# 04 – Preprocessing & Feature Engineering
### Car Price Prediction Using Machine Learning
Group Assignment 02 - CCS3012 - Data Analytics  
Submission Date: 16th September 2025

---

### **Group 11**
-  **FC211034 - N.D. Samararathne Kodikara**
-  **FC211013 - N.W.V. Tharindu Pabasara**
-  **FC211025 - W.M.M.C.B. Wijesundara**



---


### **Supervisor**
**Ms. Dilmi Praveena**  
*Faculty of Computing*  
*University of Sri Jayewardenepura*

---


## 📌 Objectives

This notebook builds upon the cleaned dataset produced in **Notebook 01 — Data Exploration & Cleaning**.
The focus here is to prepare the dataset for modeling by performing outlier detection, handling, and feature engineering, including:

---

- **Outlier detection & handling**: We have identified extreme and unrealistic values some numerical features such as price, mileage, levy, engine_volume and here we will decide whether to remove or retain them.

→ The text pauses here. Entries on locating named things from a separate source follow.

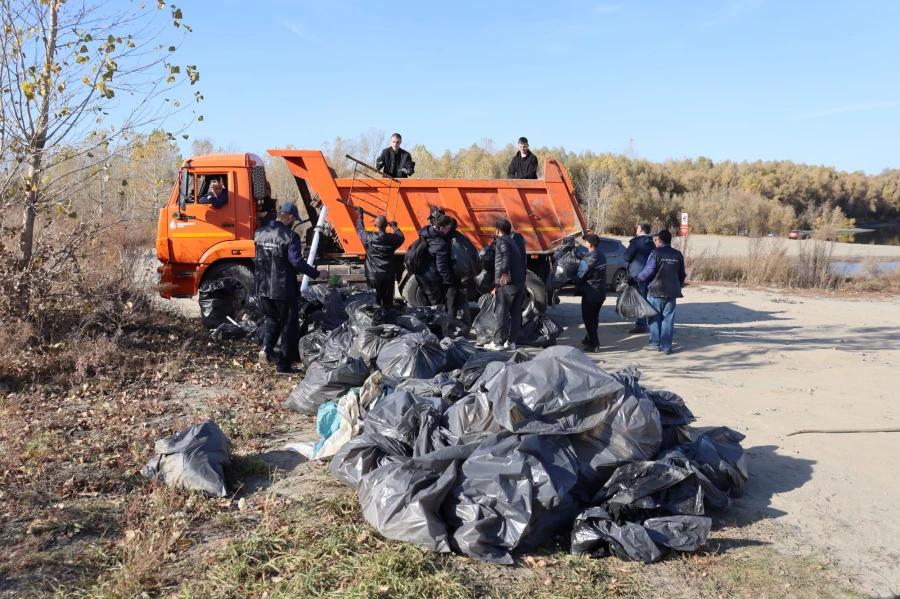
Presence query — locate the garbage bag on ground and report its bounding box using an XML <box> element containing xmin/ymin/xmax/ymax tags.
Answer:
<box><xmin>459</xmin><ymin>350</ymin><xmax>531</xmax><ymax>390</ymax></box>
<box><xmin>593</xmin><ymin>462</ymin><xmax>706</xmax><ymax>522</ymax></box>
<box><xmin>516</xmin><ymin>310</ymin><xmax>562</xmax><ymax>347</ymax></box>
<box><xmin>546</xmin><ymin>244</ymin><xmax>587</xmax><ymax>293</ymax></box>
<box><xmin>283</xmin><ymin>356</ymin><xmax>369</xmax><ymax>416</ymax></box>
<box><xmin>357</xmin><ymin>445</ymin><xmax>474</xmax><ymax>553</ymax></box>
<box><xmin>486</xmin><ymin>346</ymin><xmax>628</xmax><ymax>435</ymax></box>
<box><xmin>297</xmin><ymin>328</ymin><xmax>328</xmax><ymax>368</ymax></box>
<box><xmin>316</xmin><ymin>321</ymin><xmax>356</xmax><ymax>367</ymax></box>
<box><xmin>570</xmin><ymin>507</ymin><xmax>712</xmax><ymax>564</ymax></box>
<box><xmin>441</xmin><ymin>337</ymin><xmax>478</xmax><ymax>370</ymax></box>
<box><xmin>472</xmin><ymin>293</ymin><xmax>500</xmax><ymax>345</ymax></box>
<box><xmin>645</xmin><ymin>389</ymin><xmax>696</xmax><ymax>449</ymax></box>
<box><xmin>675</xmin><ymin>426</ymin><xmax>750</xmax><ymax>497</ymax></box>
<box><xmin>616</xmin><ymin>280</ymin><xmax>659</xmax><ymax>320</ymax></box>
<box><xmin>376</xmin><ymin>331</ymin><xmax>446</xmax><ymax>379</ymax></box>
<box><xmin>199</xmin><ymin>278</ymin><xmax>244</xmax><ymax>330</ymax></box>
<box><xmin>285</xmin><ymin>389</ymin><xmax>366</xmax><ymax>460</ymax></box>
<box><xmin>348</xmin><ymin>324</ymin><xmax>405</xmax><ymax>368</ymax></box>
<box><xmin>212</xmin><ymin>322</ymin><xmax>247</xmax><ymax>341</ymax></box>
<box><xmin>141</xmin><ymin>420</ymin><xmax>231</xmax><ymax>497</ymax></box>
<box><xmin>442</xmin><ymin>432</ymin><xmax>580</xmax><ymax>564</ymax></box>
<box><xmin>347</xmin><ymin>301</ymin><xmax>384</xmax><ymax>335</ymax></box>
<box><xmin>394</xmin><ymin>374</ymin><xmax>466</xmax><ymax>403</ymax></box>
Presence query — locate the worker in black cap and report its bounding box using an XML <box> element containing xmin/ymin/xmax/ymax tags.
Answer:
<box><xmin>253</xmin><ymin>202</ymin><xmax>328</xmax><ymax>374</ymax></box>
<box><xmin>574</xmin><ymin>233</ymin><xmax>606</xmax><ymax>352</ymax></box>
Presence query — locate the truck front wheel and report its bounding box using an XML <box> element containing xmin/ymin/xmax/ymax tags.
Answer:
<box><xmin>203</xmin><ymin>262</ymin><xmax>254</xmax><ymax>322</ymax></box>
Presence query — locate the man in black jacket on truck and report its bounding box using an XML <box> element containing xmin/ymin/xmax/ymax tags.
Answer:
<box><xmin>625</xmin><ymin>223</ymin><xmax>656</xmax><ymax>334</ymax></box>
<box><xmin>416</xmin><ymin>214</ymin><xmax>459</xmax><ymax>306</ymax></box>
<box><xmin>506</xmin><ymin>137</ymin><xmax>537</xmax><ymax>179</ymax></box>
<box><xmin>253</xmin><ymin>203</ymin><xmax>328</xmax><ymax>374</ymax></box>
<box><xmin>356</xmin><ymin>207</ymin><xmax>404</xmax><ymax>310</ymax></box>
<box><xmin>375</xmin><ymin>133</ymin><xmax>416</xmax><ymax>179</ymax></box>
<box><xmin>485</xmin><ymin>219</ymin><xmax>525</xmax><ymax>350</ymax></box>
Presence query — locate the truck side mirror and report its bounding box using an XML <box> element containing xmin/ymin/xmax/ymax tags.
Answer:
<box><xmin>178</xmin><ymin>170</ymin><xmax>191</xmax><ymax>212</ymax></box>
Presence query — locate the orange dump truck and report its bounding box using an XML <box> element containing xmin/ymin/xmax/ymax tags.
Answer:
<box><xmin>156</xmin><ymin>150</ymin><xmax>587</xmax><ymax>310</ymax></box>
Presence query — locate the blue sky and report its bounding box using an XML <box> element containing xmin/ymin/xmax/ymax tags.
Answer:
<box><xmin>179</xmin><ymin>0</ymin><xmax>900</xmax><ymax>173</ymax></box>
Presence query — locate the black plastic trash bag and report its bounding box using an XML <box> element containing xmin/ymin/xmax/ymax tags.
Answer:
<box><xmin>472</xmin><ymin>293</ymin><xmax>500</xmax><ymax>345</ymax></box>
<box><xmin>141</xmin><ymin>420</ymin><xmax>231</xmax><ymax>497</ymax></box>
<box><xmin>393</xmin><ymin>374</ymin><xmax>466</xmax><ymax>403</ymax></box>
<box><xmin>486</xmin><ymin>346</ymin><xmax>632</xmax><ymax>435</ymax></box>
<box><xmin>356</xmin><ymin>445</ymin><xmax>474</xmax><ymax>553</ymax></box>
<box><xmin>442</xmin><ymin>432</ymin><xmax>580</xmax><ymax>564</ymax></box>
<box><xmin>297</xmin><ymin>328</ymin><xmax>328</xmax><ymax>368</ymax></box>
<box><xmin>450</xmin><ymin>235</ymin><xmax>481</xmax><ymax>283</ymax></box>
<box><xmin>570</xmin><ymin>507</ymin><xmax>712</xmax><ymax>564</ymax></box>
<box><xmin>213</xmin><ymin>322</ymin><xmax>247</xmax><ymax>341</ymax></box>
<box><xmin>516</xmin><ymin>310</ymin><xmax>562</xmax><ymax>347</ymax></box>
<box><xmin>376</xmin><ymin>331</ymin><xmax>447</xmax><ymax>380</ymax></box>
<box><xmin>348</xmin><ymin>324</ymin><xmax>406</xmax><ymax>369</ymax></box>
<box><xmin>329</xmin><ymin>431</ymin><xmax>412</xmax><ymax>490</ymax></box>
<box><xmin>316</xmin><ymin>321</ymin><xmax>356</xmax><ymax>367</ymax></box>
<box><xmin>199</xmin><ymin>278</ymin><xmax>244</xmax><ymax>330</ymax></box>
<box><xmin>546</xmin><ymin>244</ymin><xmax>588</xmax><ymax>293</ymax></box>
<box><xmin>616</xmin><ymin>280</ymin><xmax>659</xmax><ymax>320</ymax></box>
<box><xmin>676</xmin><ymin>426</ymin><xmax>750</xmax><ymax>497</ymax></box>
<box><xmin>593</xmin><ymin>461</ymin><xmax>706</xmax><ymax>522</ymax></box>
<box><xmin>441</xmin><ymin>337</ymin><xmax>478</xmax><ymax>370</ymax></box>
<box><xmin>282</xmin><ymin>356</ymin><xmax>369</xmax><ymax>416</ymax></box>
<box><xmin>347</xmin><ymin>301</ymin><xmax>384</xmax><ymax>335</ymax></box>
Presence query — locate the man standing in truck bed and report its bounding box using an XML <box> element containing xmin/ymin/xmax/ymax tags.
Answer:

- **Feature engineering**: Create new features to better capture information.

- **Data consistency & cleaning**: Ensure all engineered features are correctly formatted, handle missing or zero values appropriately, and reduce noise in the dataset..

---

### 📂 Input  
- `clean_data.csv` saved in `Data/processed/`  
---

### 📊 Dataset Overview
**Dataset:** Car price dataset cleaned.  
**columns include**:   
- `id`, `price` (target variable),  `levy`,  `manufacturer`,  `model`,  `prod_year`,  `category`,  `leather_interior`,  `fuel_type`, `engine_volume`,  `mileage`,  `cylinders`,  `gear_box_type`,  `drive_wheels`,  `doors`,  `wheel`, `color`,  `airbags`,  `turbo` (derived in Notebook 01)


> **Dataset stats:** 19,237 rows × 19 features | Target variable: `price` | Problem type: Regression


# Setup & imports

In [1]:
# Data manipulation
import pandas as pd
import numpy as np

# Visualization
import matplotlib.pyplot as plt
import seaborn as sns


# Statistical functions
from scipy import stats

from prettytable import PrettyTable 

In [2]:
df = pd.read_csv("./Data/processed/clean_data.csv")


In [3]:
# Function to normalize text
def normalize_text(s):
    if pd.isna(s):
        return s
    s = str(s).strip().lower()        # lowercase and strip spaces
    s = s.replace(' ', '-')           # replace spaces with '-'
    return s

# Apply to all object columns
for col in df.select_dtypes(include='object').columns:
    df[col] = df[col].apply(normalize_text)

# Quick check
df.head()

Unnamed: 0,id,price,levy,manufacturer,model,prod_year,category,leather_interior,fuel_type,engine_volume,mileage,cylinders,gear_box_type,drive_wheels,doors,wheel,color,airbags,turbo
0,45654403,13328,1399.0,lexus,rx-450,2010,jeep,yes,hybrid,3.5,186005,6,automatic,4x4,04-may,left-wheel,silver,12,False
1,44731507,16621,1018.0,chevrolet,equinox,2011,jeep,no,petrol,3.0,192000,6,tiptronic,4x4,04-may,left-wheel,black,8,False
2,45774419,8467,0.0,honda,fit,2006,hatchback,no,petrol,1.3,200000,4,variator,front,04-may,right-hand-drive,black,2,False
3,45769185,3607,862.0,ford,escape,2011,jeep,yes,hybrid,2.5,168966,4,automatic,4x4,04-may,left-wheel,white,0,False
4,45809263,11726,446.0,honda,fit,2014,hatchback,yes,petrol,1.3,91901,4,automatic,front,04-may,left-wheel,silver,4,False


In [4]:
# Prints the name of each column in the dataset, the number of non-null values it contains, and its data type.
def df_info(df):
    table = PrettyTable()
    table.field_names = ["Column", "Non-Null Count", "Dtype"]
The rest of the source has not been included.